The 3 Cs of Transformation: A Blueprint for Telcos

Marc Price

Telecom has struggled to achieve digital transformation. Even though some progress has been made, operators face the unfortunate reality of stagnant revenue, stifled innovation, and an inability to capitalize on network investments intended to spur new 5G services. It is a pivotal moment, as telcos will soon determine if their aspirations align with utility models or with new business creation. As outlined in A Value Machine for Modern Times, growth companies must align business systems with value generation, rather than perpetuating legacy constructs designed for obsolete services.

With so much invested in legacy technology and business processes, how to efficiently achieve transformation has been elusive. This article focuses not just on the need, but also how it can be done.

Telco Origins

The network was born as hardware and business support systems (BSS) as software. Network protocols differed from those used by IT teams, and hardware design also differed widely due to divergent requirements. Always-on, resilient, low-latency networks contrasted with batch-based, bill-cycle oriented processing systems and call center functions isolated from the service itself.

The introduction of prepaid services in telecom proved a turning point.
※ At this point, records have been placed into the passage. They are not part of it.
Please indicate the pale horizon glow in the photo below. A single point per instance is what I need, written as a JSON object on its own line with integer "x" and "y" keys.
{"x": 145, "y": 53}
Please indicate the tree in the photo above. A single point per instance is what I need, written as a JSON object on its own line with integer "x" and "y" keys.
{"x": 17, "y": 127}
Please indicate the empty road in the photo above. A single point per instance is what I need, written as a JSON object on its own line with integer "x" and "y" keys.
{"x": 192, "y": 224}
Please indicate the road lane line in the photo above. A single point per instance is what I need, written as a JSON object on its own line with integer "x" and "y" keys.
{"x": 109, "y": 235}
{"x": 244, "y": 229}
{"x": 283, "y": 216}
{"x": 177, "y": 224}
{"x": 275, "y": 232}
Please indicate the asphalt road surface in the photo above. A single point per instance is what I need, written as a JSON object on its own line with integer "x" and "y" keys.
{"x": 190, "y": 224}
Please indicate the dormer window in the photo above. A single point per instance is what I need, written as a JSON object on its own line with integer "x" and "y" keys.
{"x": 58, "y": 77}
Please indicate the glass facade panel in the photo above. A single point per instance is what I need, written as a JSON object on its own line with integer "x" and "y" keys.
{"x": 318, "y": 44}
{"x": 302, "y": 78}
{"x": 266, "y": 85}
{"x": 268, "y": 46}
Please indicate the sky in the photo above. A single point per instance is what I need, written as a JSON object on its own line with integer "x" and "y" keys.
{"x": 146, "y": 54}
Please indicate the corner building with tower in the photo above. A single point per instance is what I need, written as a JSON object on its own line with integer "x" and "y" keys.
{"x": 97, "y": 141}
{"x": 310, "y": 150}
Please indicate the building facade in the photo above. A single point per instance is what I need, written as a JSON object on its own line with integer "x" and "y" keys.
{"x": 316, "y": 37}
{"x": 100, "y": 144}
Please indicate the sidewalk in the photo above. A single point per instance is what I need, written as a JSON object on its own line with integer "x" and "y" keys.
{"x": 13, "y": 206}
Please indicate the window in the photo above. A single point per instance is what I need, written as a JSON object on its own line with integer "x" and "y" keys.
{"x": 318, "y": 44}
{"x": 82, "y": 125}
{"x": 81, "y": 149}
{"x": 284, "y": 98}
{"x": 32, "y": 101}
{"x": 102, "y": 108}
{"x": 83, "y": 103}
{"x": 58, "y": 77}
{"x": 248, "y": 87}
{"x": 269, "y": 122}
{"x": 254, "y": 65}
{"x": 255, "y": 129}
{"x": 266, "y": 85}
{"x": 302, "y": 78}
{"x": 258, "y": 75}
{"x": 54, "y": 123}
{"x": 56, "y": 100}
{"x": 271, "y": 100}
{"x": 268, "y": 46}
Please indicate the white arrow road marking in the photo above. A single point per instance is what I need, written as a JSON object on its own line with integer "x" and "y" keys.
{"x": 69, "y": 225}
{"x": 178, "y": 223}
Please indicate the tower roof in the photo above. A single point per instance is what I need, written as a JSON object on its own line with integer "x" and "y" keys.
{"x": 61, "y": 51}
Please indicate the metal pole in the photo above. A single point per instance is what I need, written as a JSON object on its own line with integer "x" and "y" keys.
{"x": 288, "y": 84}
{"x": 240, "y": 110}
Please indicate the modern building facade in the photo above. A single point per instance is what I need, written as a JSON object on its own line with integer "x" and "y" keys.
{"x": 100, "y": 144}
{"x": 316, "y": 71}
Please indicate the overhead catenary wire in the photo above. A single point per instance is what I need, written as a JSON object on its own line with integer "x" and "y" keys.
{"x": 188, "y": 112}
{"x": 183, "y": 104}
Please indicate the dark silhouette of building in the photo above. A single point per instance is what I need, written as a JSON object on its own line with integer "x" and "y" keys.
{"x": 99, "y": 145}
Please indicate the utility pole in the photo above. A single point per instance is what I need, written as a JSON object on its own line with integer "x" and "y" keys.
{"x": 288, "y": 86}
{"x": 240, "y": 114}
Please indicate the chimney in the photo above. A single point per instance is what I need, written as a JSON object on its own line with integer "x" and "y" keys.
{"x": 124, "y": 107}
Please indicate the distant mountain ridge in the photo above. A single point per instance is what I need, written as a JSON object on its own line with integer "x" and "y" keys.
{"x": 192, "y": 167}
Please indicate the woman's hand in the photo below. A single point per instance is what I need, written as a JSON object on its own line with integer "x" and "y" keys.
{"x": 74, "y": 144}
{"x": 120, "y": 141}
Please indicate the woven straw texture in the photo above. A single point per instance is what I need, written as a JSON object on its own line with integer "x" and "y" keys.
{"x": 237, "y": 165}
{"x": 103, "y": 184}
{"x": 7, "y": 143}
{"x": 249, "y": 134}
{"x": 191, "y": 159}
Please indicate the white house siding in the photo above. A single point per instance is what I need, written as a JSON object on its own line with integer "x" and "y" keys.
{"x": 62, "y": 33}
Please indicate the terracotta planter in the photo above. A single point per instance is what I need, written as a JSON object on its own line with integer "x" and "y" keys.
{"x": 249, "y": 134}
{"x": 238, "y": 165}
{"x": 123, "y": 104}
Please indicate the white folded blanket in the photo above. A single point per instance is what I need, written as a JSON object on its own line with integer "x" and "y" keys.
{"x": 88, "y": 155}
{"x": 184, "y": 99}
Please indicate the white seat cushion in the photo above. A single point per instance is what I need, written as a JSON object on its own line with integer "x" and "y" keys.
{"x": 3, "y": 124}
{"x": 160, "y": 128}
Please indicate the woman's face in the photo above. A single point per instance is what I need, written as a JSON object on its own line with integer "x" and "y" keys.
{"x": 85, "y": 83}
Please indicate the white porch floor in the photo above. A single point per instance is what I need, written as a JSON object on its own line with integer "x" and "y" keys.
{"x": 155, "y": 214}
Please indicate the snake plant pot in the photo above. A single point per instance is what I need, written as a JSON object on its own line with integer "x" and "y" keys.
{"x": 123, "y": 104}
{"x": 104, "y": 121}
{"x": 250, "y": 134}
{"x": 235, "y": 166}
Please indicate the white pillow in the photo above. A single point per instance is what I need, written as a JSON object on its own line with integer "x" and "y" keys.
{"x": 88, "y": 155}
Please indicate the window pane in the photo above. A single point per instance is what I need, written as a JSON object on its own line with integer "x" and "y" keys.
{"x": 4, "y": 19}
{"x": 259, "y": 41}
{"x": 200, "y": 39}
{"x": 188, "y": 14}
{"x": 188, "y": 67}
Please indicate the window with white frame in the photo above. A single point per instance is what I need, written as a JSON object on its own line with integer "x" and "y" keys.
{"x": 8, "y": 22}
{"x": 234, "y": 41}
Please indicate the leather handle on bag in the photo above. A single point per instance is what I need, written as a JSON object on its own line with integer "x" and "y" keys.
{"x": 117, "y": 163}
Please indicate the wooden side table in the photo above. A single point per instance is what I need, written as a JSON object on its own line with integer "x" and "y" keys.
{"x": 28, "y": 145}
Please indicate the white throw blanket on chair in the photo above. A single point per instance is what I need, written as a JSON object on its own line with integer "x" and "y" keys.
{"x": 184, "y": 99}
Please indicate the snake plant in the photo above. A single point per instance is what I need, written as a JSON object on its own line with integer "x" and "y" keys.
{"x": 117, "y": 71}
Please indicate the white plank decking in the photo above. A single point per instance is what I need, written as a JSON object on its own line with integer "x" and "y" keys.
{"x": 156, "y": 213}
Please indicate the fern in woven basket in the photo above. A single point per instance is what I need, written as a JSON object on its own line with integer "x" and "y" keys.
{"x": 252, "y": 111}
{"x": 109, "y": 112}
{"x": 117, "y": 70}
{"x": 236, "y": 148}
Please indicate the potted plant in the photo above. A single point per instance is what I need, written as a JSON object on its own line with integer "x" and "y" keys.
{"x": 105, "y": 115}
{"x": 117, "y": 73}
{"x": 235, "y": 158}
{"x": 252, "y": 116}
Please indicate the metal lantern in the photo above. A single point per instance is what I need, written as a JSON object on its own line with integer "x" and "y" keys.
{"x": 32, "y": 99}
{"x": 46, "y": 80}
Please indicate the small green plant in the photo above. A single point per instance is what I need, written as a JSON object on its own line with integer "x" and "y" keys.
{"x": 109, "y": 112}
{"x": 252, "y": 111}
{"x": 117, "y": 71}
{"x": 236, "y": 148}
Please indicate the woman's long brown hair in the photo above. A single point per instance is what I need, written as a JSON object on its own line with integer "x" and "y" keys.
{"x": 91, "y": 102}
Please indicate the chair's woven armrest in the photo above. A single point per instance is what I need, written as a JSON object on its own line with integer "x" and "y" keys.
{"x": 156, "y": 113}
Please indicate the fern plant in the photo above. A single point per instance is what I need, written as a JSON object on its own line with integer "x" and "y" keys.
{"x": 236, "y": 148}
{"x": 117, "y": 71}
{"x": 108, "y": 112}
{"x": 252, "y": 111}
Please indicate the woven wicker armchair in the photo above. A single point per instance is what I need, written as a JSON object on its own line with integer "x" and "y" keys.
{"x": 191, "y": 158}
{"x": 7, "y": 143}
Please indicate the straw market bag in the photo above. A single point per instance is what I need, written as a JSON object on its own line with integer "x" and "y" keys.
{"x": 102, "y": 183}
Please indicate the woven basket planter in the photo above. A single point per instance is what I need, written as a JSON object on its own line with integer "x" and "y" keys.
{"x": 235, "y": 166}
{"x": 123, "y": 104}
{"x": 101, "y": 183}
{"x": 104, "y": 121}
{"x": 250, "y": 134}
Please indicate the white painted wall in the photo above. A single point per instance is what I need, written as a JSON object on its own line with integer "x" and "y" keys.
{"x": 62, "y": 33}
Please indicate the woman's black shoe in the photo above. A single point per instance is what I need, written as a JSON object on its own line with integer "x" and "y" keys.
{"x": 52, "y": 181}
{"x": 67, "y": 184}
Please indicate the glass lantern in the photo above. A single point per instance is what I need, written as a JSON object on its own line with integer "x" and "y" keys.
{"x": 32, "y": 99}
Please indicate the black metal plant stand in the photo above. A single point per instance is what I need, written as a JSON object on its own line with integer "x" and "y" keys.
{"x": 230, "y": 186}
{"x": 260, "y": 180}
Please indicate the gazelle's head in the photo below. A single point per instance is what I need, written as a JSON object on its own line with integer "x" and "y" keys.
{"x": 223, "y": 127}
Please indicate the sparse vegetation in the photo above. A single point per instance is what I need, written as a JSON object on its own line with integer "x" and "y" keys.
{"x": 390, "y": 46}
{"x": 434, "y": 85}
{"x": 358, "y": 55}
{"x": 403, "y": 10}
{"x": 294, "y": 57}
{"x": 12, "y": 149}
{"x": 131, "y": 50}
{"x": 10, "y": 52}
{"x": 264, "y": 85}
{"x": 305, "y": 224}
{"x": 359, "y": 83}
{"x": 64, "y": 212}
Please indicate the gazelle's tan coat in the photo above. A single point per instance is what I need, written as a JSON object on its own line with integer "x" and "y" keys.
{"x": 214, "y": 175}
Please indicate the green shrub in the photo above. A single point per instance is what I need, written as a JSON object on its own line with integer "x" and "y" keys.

Unlike other business support systems, prepaid business logic impacted the service by determining if a customer had enough money remaining to begin a call or continue a call mid-session. These functions required network-grade reliability, speed, and performance. They were engineered in isolation from other legacy BSS, initially as “prepaid servers” and then eventually with the birth of the Online Charging System (OCS).

With the rise of data (and video) as the dominant telco service, the OCS remained a network function, isolated from other BSS — even when managed by the IT team.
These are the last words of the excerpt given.